A gente sempre tem esse cuidado de fazer triagem. Nas estações, a gente não vence porque é muito usuário, então colocamos de tudo e a gente evita ao máximo por livros didático. Uma vez eu até ia parar de por, mas teve um senhorzinho que parou a gente e falou: 'Não, não tira não que eu relembrei fazer continha a partir desse livro.'  Aí a gente deixa lá, mas não são todas, então cada Geloteca é um público diferente.
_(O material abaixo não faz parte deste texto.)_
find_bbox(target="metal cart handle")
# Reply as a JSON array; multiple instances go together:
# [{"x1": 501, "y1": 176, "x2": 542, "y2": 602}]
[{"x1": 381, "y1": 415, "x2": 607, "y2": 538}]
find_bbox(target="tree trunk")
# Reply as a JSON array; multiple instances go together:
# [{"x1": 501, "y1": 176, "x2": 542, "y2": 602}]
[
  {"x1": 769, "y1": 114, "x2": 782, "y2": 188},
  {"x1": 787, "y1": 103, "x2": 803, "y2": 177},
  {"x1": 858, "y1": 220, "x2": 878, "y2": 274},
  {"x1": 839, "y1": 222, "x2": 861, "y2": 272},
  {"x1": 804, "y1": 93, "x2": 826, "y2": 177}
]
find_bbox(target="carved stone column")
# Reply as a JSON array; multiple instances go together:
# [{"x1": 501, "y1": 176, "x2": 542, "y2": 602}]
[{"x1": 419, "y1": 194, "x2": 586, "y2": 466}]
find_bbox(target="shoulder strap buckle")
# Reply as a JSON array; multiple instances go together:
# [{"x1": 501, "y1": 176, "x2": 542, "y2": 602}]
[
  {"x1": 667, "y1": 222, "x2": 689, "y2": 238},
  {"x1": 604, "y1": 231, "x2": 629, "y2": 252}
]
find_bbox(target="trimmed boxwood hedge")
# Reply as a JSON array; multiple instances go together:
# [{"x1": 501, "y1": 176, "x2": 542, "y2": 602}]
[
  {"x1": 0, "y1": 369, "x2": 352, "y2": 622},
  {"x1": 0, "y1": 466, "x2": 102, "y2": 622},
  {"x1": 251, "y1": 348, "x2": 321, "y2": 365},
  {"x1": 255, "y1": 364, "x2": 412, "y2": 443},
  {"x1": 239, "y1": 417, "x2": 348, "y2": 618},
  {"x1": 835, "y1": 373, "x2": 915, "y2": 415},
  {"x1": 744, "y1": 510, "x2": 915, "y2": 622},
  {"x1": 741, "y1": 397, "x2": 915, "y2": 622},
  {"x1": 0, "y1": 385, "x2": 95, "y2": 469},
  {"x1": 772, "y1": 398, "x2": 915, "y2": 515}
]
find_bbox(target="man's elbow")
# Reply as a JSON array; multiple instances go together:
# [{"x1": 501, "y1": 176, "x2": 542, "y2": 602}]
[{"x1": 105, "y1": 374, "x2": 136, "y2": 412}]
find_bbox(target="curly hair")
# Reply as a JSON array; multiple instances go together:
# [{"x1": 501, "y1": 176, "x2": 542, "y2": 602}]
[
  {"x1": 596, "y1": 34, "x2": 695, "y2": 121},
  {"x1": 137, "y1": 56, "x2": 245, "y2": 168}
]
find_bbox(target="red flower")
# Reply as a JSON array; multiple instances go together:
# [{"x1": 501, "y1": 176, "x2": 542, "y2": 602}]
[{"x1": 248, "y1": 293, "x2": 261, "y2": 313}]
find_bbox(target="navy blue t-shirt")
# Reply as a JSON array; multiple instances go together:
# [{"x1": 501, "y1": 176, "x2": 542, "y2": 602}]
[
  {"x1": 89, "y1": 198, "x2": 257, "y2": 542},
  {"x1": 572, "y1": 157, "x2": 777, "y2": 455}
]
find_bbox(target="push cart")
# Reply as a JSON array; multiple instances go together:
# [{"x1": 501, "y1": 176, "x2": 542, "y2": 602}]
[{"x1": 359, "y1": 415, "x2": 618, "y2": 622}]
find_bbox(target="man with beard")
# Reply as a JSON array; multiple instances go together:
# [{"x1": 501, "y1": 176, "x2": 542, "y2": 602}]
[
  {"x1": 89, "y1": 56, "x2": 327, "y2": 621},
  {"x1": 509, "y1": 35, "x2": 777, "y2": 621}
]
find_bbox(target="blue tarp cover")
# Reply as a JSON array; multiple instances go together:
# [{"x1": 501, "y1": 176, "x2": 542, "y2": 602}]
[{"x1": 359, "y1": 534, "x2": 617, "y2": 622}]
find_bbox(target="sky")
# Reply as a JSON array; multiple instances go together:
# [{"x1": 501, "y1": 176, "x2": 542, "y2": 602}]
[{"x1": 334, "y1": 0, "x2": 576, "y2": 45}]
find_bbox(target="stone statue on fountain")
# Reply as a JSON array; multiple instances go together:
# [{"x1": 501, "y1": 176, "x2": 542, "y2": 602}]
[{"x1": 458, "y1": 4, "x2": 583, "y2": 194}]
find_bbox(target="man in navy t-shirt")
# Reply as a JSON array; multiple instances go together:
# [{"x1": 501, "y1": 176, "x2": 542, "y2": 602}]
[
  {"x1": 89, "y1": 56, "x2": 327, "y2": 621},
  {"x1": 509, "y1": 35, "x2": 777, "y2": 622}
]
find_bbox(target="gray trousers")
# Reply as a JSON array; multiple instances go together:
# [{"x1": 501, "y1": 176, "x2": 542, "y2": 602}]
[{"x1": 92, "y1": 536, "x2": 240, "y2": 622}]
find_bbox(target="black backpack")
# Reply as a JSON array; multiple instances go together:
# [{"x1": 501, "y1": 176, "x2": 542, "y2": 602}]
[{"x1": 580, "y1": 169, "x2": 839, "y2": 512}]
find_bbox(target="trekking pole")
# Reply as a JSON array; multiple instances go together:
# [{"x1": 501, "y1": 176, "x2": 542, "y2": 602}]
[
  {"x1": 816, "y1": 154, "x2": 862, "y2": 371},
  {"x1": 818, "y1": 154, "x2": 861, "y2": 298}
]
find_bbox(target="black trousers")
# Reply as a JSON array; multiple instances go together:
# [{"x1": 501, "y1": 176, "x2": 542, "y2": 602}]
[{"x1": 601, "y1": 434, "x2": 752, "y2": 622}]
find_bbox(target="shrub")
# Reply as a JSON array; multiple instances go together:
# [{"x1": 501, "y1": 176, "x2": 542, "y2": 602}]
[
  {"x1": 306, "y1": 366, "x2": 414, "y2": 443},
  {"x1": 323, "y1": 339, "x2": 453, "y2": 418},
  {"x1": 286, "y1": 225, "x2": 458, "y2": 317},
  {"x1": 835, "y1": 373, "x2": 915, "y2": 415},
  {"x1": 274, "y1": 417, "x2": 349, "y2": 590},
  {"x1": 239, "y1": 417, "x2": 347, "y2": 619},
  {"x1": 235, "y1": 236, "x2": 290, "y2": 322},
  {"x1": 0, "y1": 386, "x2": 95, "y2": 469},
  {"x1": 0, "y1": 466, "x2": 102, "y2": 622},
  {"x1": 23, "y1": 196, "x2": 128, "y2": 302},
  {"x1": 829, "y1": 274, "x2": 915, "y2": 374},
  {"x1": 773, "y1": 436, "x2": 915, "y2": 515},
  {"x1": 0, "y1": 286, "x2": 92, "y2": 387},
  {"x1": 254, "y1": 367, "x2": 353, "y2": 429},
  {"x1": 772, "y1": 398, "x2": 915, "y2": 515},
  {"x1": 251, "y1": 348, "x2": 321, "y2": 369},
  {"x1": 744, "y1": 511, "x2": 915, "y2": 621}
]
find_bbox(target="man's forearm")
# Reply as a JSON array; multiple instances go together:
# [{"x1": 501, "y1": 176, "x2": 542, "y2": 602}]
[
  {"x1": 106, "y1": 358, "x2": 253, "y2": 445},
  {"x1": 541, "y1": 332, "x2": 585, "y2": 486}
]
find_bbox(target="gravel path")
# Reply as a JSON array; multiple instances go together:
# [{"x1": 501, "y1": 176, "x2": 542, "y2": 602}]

CMN: Vocês não têm um público alvo?
Marcos Vinicius:
Não, inclusive tem uma história super bacana. Tem uma Geloteca em um bairro chamado Cidade Kemel. A gente ganhou uma doação de livros da Universidade Nove de Julho, do campus de Vila Prudente, que é uma grande parceira nossa e eram livros de Direito que eles doaram. A gente colocou na Cidade Kemel, que fica em Ferraz, porque faz divisa com quatro cidades. A gente colocou lá e essa moça, ela é estudante de Direito e bolsista do ProUni, os pais têm uma vida bem difícil e ela estava se preparando para prestar o exame da Ordem (dos Advogados do Brasil - OAB) e ela conseguiu achar os livros que a gente colocou. Graças ao esforço dela, ela passou na primeira e na segunda fase através dos livros que a gente disponibilizou na geladeira. Ela entrou em contato e nos chamou para participar da solenidade que a OAB faz pra entrega das carteiras, isso foi bem marcante e legal.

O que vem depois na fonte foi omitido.